A teacher (Whisper, reviewed) may **bootstrap** the taught vocabulary for (B),
then be removed — it is scaffolding, not a component
([overview §9](../audio_pipeline_overview.md)).
## 4. Constraints any accepted design must honour
- **0 learned parameters in the serving path** (track in
[`docs/model_dependency_size_tally.md`](../model_dependency_size_tally.md)).
- **Decode, not borrow** — features must be physically present in the wave; no
opaque latents (ADR-0181 §5 rejects embeddings as substrate).
- **Refuse over fabricate** — where phonetic evidence is insufficient, emit no
lexeme rather than a guess; reuse the `wrong = 0` / honest-refusal discipline.
- **Lexeme growth is reviewed** — new acoustic↔lexeme associations enter only
through the contemplation → proposal → HITL corridor (cf. ADR-0164/0165's
treatment of lexicon/primitive growth), never as raw model output.
- **Determinism / replay** — same canonical bytes ⇒ same lexemes ⇒ same trace
hash; quantize before semantics (ADR-0181 spec §7).
## 5. Open questions (for the full ADR)
- Is (A) alone sufficient, deferring (B) indefinitely? What use cases actually
require serving-time audio→words?
- What is the minimal lawful phonetic feature set (formants? MFCC-like bands? —
noting MFCC must stay deterministic and inspectable, not a learned frontend)?
- How are acoustic↔lexeme associations represented in a pack, and how are they
taught/reviewed/versioned/checksummed?
- What is the honest accuracy ceiling of (B), and how is it measured (a sealed
audio eval lane analogous to the GSM8K sealed test)?

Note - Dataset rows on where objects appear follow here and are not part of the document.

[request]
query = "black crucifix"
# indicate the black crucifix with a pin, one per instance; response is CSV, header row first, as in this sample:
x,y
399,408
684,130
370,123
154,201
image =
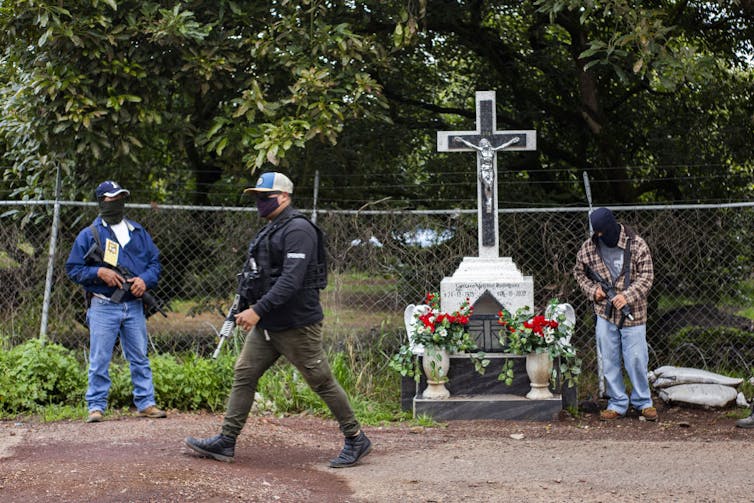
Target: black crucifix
x,y
486,141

- Speaker/accent/noise robustness without learned models — scope or explicitly
out-of-scope for v1?
- Does (B) compose with the binding-graph / comprehension reader the same way the
text path does, so downstream is unchanged?
## 6. Decision
**Deferred.** This stub records the fork and the constraints. No path is selected
yet. The serving path remains Whisper-free and audio remains paralinguistic until
a full ADR selects and specifies (A) and/or (B).
## 7. Consequences
- Until this is taken up, audio comprehension is **prosody/turn/affect only** at
serving time; lexical content for audio is unavailable in production (text
modality carries words).
- Recording the fork now prevents the silent failure mode: someone wiring a
teacher into the serving path because "audio needs words" without confronting
the doctrinal cost. That decision must go through *this* ADR's successor.
## 8. References
- ADR-0181 — Audio compiler; teacher/shadow policy; embeddings rejected as substrate.
- ADR-0180 — Delta-CRDT substrate; trace/merge determinism the lexeme path must preserve.

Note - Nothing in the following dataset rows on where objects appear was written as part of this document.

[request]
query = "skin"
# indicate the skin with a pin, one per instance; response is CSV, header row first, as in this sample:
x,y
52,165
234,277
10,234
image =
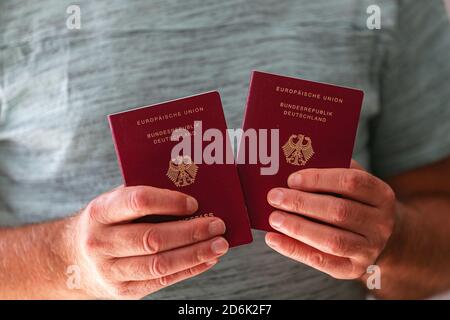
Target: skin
x,y
114,259
401,225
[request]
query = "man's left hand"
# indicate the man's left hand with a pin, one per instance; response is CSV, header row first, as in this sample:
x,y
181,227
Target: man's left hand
x,y
335,220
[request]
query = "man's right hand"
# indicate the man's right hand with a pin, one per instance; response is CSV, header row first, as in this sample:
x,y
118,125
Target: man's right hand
x,y
126,260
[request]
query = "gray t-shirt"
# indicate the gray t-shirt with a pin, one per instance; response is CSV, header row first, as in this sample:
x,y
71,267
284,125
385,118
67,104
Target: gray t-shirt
x,y
57,86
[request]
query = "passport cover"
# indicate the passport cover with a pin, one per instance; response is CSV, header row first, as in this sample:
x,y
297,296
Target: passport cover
x,y
143,146
317,125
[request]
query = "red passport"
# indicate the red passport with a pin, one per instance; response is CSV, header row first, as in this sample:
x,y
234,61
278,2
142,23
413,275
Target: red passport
x,y
142,139
317,126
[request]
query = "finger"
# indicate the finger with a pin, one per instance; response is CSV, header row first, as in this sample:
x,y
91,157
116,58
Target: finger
x,y
327,239
351,183
356,165
162,264
138,289
138,239
337,267
344,213
130,203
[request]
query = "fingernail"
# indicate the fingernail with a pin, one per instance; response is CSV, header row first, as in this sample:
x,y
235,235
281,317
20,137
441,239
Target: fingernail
x,y
216,227
211,263
276,196
295,179
219,246
271,242
191,204
276,219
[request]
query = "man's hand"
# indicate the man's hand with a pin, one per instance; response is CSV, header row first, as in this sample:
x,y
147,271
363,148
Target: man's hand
x,y
131,260
335,220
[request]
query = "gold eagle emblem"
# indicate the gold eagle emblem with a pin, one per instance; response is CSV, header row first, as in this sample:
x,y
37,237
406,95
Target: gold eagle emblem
x,y
182,171
298,149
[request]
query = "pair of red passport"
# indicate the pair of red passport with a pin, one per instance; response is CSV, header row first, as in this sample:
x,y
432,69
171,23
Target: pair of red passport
x,y
289,124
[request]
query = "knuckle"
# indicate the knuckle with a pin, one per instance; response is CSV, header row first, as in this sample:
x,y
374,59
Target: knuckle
x,y
91,243
298,202
157,267
137,200
358,271
163,281
337,245
351,181
342,212
316,260
196,234
201,255
314,178
151,241
121,290
389,194
95,210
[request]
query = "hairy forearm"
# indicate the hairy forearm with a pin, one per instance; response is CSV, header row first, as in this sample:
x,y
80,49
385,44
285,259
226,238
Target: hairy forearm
x,y
416,261
34,260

- ADR-0164 / ADR-0165 — reviewed growth of lexicon entries and lexeme primitives (the corridor a taught audio vocabulary would reuse).
- [`docs/audio_pipeline_overview.md`](../audio_pipeline_overview.md) §9 — teacher = scaffolding; serving path stays Whisper-free; paths (A)/(B).
- [`docs/model_dependency_size_tally.md`](../model_dependency_size_tally.md) — the 0-parameter tally this path must not move.